The bond-rating agencies — which have already threatened Illinois and Chicago with lower ratings if the Fair Tax Amendment fails — and the $500 billion Municipal Liquidity Facility created in a previous coronavirus relief package have, as we’ve said before, worked in cahoots to protect bond markets rather than provide actual relief to states and cities struggling to fill revenue holes from the COVID collapse. The best way to do that, in the absence of a major relief bill, would be for the Federal Reserve Bank to adapt the facility fund so that states and local governments can draw on it with repayment spread out over 20 or 30 years at minimal interest, perhaps at the same rate banks are getting from the Fed. Chairman Jerome Powell, for one, has appeared to welcome that larger role for the Fed in the pandemic.
Which still leaves us with the conundrum of what to do about Illinois.
One of the prime ironies of Tuesday’s election is that Chicago, which has many of the high-income taxpayers who stood to lose the most under a graduated income tax, voted in favor of the amendment, by 71.2 percent, while the rest of the state, which stood to gain the most from the additional tax revenue, voted against it.
Meanwhile, as Biden almost equaled the support Illinois native Hillary Clinton received in 2016 — at 55.1 percent, just under Clinton’s 55.8 percent — Trump actually increased his support from 38.8 percent to 43.1 percent. To many Illinoisans, that is unfathomable, given Trump’s relentless lying, his failure to lead on the pandemic, his support of white supremacist groups, and his authoritarian impulses (given free rein in the ongoing election controversy).
We have to be honest. If we’re trying to bring the state together, and more than 40 percent of the electorate votes for Trump, what does that mean to bring people together? Is it even possible?
One of us is a former elected official whose politics are well to the left, but does advocating progressive policies — such as public banking — actually add to the political divisiveness? How we establish consensus on issues like that and taxation is probably just as important as the issues themselves. If progressives are perceived as elite eggheads — a problem that runs back through Democratic politics at least to Adlai Stevenson, if not William Jennings Bryan — what is the solution? Chicagoans may have voted for the Fair Tax with the idea of telling the rest of the state, “Don’t you know how much this is going to help you?” Yet voters outside Chicago rejected that even as they sided with a billionaire clearly working in his own self-interest.
There’s a desire for self-reliance that runs heavy in the American ethos, combined with a firm resistance when that independence is threatened, and it readily plays into our politics at the intersection point between anger and money — namely, political advertising. The Fair Tax Amendment fell victim to that, as did Justice Kilbride and candidates running for office in both major political parties across the state.

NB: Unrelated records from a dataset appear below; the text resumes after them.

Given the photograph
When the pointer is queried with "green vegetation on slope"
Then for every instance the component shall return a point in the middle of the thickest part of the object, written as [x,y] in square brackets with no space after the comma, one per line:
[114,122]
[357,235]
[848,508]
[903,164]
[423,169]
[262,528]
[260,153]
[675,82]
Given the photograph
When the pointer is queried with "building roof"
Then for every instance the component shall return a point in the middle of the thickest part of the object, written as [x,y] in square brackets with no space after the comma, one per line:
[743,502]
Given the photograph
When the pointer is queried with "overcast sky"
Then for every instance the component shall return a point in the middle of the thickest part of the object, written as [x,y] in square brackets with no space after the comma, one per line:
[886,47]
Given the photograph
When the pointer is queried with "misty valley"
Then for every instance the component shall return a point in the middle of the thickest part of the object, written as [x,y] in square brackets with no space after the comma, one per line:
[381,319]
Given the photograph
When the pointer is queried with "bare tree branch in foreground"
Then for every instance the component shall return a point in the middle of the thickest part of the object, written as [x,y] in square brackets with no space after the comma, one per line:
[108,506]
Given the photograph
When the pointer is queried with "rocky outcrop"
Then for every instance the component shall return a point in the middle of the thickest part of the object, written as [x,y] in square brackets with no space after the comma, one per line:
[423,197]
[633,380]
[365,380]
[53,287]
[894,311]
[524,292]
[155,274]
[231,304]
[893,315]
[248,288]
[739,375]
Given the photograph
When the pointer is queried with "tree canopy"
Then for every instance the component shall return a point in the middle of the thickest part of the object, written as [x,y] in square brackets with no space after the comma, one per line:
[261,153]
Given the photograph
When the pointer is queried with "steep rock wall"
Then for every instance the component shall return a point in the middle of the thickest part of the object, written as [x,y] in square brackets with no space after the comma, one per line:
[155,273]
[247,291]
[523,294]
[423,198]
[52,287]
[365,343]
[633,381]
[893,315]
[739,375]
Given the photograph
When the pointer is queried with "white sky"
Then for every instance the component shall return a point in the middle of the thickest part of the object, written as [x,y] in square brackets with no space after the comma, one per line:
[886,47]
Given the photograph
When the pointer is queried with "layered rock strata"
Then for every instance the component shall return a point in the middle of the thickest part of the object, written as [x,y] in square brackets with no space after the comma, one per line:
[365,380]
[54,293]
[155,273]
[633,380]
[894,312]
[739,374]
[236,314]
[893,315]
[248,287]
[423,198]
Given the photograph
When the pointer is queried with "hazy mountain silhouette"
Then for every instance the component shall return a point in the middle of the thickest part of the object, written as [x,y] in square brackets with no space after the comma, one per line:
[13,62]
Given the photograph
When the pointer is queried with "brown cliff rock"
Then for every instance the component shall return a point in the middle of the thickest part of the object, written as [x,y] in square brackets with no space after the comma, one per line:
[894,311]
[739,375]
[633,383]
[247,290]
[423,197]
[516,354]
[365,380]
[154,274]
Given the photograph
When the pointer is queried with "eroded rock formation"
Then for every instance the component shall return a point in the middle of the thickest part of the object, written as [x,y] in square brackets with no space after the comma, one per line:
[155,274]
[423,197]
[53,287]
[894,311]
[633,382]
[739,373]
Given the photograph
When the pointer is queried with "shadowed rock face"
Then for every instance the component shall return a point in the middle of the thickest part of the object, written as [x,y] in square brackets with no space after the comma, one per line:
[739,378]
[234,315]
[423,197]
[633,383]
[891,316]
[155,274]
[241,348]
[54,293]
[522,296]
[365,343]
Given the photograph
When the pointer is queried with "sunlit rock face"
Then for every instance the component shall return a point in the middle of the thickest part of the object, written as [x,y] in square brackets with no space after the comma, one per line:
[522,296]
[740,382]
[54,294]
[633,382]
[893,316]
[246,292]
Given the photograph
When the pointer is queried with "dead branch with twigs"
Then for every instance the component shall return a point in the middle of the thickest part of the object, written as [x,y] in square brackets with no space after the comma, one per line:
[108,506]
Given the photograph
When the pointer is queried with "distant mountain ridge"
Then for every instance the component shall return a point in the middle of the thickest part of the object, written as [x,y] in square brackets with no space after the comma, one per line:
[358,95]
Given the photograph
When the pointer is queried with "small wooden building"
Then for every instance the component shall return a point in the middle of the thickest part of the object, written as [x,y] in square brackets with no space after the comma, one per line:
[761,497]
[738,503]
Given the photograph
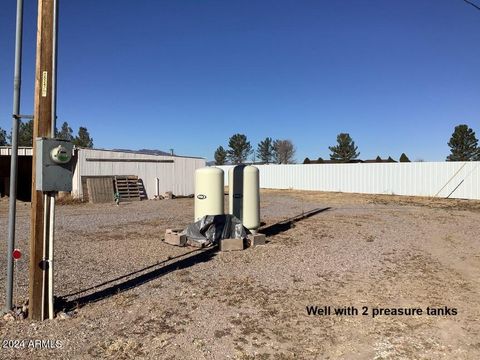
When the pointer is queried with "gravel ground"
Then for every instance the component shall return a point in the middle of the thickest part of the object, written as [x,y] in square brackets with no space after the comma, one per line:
[135,297]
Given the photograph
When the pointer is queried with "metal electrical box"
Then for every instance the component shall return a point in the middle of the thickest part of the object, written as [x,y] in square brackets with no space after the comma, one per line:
[54,168]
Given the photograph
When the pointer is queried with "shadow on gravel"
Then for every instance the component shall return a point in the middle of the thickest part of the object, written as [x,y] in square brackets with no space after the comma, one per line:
[287,224]
[156,271]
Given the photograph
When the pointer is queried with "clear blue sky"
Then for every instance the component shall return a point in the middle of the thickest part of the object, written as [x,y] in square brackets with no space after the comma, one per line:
[187,74]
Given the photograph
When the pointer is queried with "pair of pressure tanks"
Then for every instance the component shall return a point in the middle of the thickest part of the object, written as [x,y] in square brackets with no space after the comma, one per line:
[243,194]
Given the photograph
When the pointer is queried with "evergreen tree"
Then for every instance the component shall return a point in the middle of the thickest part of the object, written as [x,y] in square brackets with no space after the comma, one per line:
[65,132]
[239,150]
[463,144]
[265,150]
[404,158]
[345,150]
[283,152]
[3,137]
[83,138]
[220,156]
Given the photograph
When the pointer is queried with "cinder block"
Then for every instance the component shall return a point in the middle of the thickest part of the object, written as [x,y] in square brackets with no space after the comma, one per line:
[231,244]
[173,237]
[255,239]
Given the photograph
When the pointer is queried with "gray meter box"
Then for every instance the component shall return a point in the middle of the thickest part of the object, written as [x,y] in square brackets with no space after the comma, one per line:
[54,164]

By contrast, the reasonableness of TV ads backing a progressive income tax or, say, U.S. Rep. Lauren Underwood just doesn’t gain traction in the current political environment. Why not? We’re going to have to mull that for a while, just as all voters — the joyous and the disappointed — are taking their own lessons from the results.
We still insist that we rise and fall together, as a state and as Illinoisans, but how exactly do we get to lifting everyone up at this point? The only thing that seems clear right now is that we’ll all be paying higher taxes together.